AI agents are evaluated on whether they follow instructions. The instructions are explicit — do this, produce that, in this format. Performance on these benchmarks has improved steadily. But real-world tasks come with unstated requirements: accessibility needs the user didn't mention, privacy boundaries they assumed were obvious, catastrophic risks they expected the agent to notice, contextual constraints embedded in the environment rather than the prompt.
Sirdeshmukh and Wetter (arXiv:2602.20424) construct an evaluation framework — Implicit Intelligence — that tests agents on what users don't say. Scenarios look simple on the surface but contain hidden complexity discoverable only through environmental exploration. The best frontier model achieves 48.3% on these scenarios. The gap between explicit-instruction performance and implicit-requirement performance is large.
The evaluation uses YAML-configured simulations where the environment contains information the prompt omits. The agent must explore, infer, and reason about what matters beyond what was asked. The failure mode is not incompetence — it is literal-mindedness. The agent does exactly what it was told. The problem is that what it was told is not what was needed.

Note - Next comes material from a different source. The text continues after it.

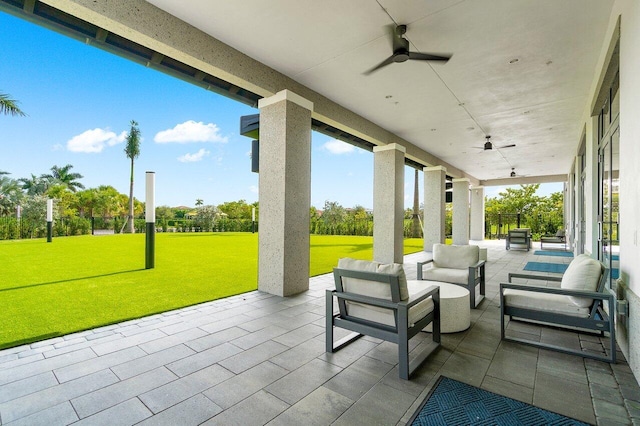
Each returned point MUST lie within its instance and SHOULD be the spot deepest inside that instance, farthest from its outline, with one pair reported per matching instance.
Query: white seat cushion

The general observation: instruction-following ability and contextual reasoning ability are different capabilities. Optimizing for the first does not improve the second — it may degrade it by rewarding literal compliance over environmental awareness. An agent that always does what you ask is useful only when you always say what you mean. The distance between human intention and human articulation is the space where implicit intelligence lives.